Digital Assistant helps manufacturers reconfigure process chains faster & smarter
Introduction: Why flexibility and fast reconfiguration matter
In today’s manufacturing environment, flexibility, modularity, and fast process-chain reconfiguration are becoming essential. Markets change quickly, customer requirements shift constantly, and supply-chain disruptions can affect production with little warning. For manufacturers, the ability to adapt process chains rapidly while keeping quality high and delays low is becoming a decisive competitive advantage. Manufacturing systems need to work effectively, production lines must be easy to reconfigure, while keeping costs, delays, and coordination problems under control. This is especially important for SMEs operating in low-volume, high-diversity production environments, where agility and responsiveness are critical for competitiveness. The MODUL4R Digital Assistant (DA), by ATLANTIS Engineering, was developed precisely to support this need, helping operators configure and optimize process production planning in a more agile and informed way.
Key Results and Findings
Digital Assistant is an interactive tool that offers the user flexibility and adaptation to different manufacturing processes.
Τhe DA has been developed as a decision-support tool for the MODUL4R use case that focuses on highly customised taps for application in aero and windmill manufacturing. In this use-case, specialized tap cutting tools must pass through different production modules in different sequences. The solution models core production entities such as machines, robots, containers, part types, and orders using them for building an optimized process chain. Its output is not just a theoretical process reconfiguration, but an optimized combination of container size, robotic timing, and product sequence. Its easy-to-use interface and optimization engine allow the users to interact with the system, add or remove modules, parameterize conditions and configure scenarios for the production.

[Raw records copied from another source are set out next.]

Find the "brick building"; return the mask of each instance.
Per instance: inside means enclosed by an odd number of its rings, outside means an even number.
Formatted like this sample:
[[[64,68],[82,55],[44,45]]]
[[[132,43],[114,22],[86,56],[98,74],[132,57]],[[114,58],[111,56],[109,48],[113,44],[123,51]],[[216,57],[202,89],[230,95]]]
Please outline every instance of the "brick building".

Figure 1: Performance indicators for the process chain.
The implementation results showed that the total manufacturing time and energy consumption could be reduced.
Importance
The solution addresses a real industrial need. Specialized products may account for a relatively small batch, but a large share of revenue. These products can be highly customized, produced in lower quantities, and not fit easily into the regular production pipeline. The Digital Assistant, supported by its Risk Evaluation module, helps operators manage this complexity more effectively, supporting production automation, reducing time losses and manufacturing failures. More broadly, the tool responds to the wider need in manufacturing for better resource allocation, improved process step coordination and quicker production adaptation, directly improving a company’s ability to respond to demand or disruptions. By streamlining process chain reconfiguration and workflow decisions, the tool supports faster adaptation, better use of robotic cells, and more resilient, responsive and efficient manufacturing operations.
Scalability and Uptake
The solution has been designed as a practical and adaptable tool for modular manufacturing environments, where production requirements, available resources, and process chains may change over time. Because it is built around configurable production elements and optimization-based decision support, it can be extended to accommodate new products, process steps, and operational conditions without losing its core functionality. Additionally, confidence in future uptake is also strengthened by the fact that the tool responds to a clear industrial need: helping manufacturers manage complexity, improve planning, and reconfigure production more efficiently. These are not isolated challenges, but common issues across many manufacturing settings, especially where production is modular, semi-automated, or subject to frequent change.
Highlight
Another point worth highlighting is that the Digital Assistant was designed as a modular and extensible platform rather than a one-off process chain tool. The UIs are designed to support adaptation to different manufacturing processes, not just a fixed use case. Users can configure modules, process paths, and scenario settings, while also including risk-related information such as failure probabilities for stress testing. This broader perspective increases its value as a future-ready planning assistant that can support not only productivity, but also risk awareness and sustainability-informed decision-making.
Overall, the MODUL4R Digital Assistant represents an important step toward more adaptive and operator-centered manufacturing. It translates complex process chain problems into a usable web-based tool, combines optimization with simulation, and opens the door to future modular production environments.